Oysters with pancetta
Do you have a reason to celebrate? Oysters from the Big Green Egg will make your party pop! To turn this into a regular taste sensation, we wrap each oyster in two slices of pancetta. It’s a snap to prepare the oysters earlier in the day, so all you have to do is cook them before you serve them.
For the oysters
- 1/3 celery stalk (of the outer part of the stalk)
- 1 large mushroom
- 1 sprig of thyme
- 8 large oysters (creuses)
- 16 thin slices pancetta
- Light the Big Green Egg and heat, with the convEGGtor and the Stainless Steel Grid, to 150°C. Cut the celery and the mushroom into small cubes. Remove and finely chop the thyme leaves.

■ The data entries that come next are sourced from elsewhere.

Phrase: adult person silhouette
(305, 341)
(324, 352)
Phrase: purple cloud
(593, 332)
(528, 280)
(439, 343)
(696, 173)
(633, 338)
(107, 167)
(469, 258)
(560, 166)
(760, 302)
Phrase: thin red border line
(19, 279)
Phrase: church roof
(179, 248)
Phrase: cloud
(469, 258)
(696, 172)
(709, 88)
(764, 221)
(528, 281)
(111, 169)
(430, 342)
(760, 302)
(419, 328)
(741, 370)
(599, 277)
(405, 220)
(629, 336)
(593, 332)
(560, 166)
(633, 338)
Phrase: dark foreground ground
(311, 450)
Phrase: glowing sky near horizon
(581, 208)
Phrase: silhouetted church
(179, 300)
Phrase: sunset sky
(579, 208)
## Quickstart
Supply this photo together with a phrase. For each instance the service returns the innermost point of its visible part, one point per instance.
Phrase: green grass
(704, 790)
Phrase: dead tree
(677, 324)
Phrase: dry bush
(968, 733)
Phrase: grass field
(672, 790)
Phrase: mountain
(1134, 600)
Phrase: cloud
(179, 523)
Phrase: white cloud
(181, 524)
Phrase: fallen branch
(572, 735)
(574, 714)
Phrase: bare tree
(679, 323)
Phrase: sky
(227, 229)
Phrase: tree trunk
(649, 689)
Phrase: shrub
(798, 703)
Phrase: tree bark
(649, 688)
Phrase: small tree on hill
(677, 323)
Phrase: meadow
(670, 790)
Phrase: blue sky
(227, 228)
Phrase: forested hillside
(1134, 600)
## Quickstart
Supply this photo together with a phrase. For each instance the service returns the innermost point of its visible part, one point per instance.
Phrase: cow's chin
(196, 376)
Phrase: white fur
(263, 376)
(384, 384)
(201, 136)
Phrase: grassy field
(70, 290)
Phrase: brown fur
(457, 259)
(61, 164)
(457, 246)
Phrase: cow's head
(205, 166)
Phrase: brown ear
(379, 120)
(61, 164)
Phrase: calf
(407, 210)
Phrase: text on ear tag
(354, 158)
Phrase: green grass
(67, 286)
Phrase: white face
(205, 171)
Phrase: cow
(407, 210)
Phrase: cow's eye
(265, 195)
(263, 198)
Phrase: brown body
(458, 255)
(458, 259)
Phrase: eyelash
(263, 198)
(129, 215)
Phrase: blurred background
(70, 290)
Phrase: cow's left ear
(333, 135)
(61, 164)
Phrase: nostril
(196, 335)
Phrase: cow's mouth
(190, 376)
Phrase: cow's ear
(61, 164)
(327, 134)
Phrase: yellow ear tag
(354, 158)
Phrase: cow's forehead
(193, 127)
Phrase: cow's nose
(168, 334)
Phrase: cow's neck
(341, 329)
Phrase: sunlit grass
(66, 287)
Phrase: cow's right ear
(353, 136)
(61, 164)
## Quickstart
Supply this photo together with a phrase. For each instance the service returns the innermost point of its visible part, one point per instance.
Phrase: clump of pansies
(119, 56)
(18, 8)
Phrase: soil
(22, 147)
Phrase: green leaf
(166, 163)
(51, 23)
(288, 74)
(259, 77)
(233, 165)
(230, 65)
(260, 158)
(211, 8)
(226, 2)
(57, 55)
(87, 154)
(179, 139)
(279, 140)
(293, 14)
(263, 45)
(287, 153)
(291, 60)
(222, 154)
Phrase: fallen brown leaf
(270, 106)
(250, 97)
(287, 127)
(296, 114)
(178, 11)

- Open the oyster shells and remove the oysters. Keep the shells. Wrap each oyster in two slices of pancetta and return them to their shells. Distribute the celery and mushroom cubes over the shells together with the finely chopped thyme. Close the oyster shells and tie each shell with a piece of iron wire (e.g. binding wire for flower arrangements). If necessary, store in the fridge until preparation.
- Place the oysters on the grid, close the lid of the EGG and cook for about 10 minutes.
- Remove the oysters from the grid. Carefully remove the binding wire and the top half of the shell, and place the oysters on a dish.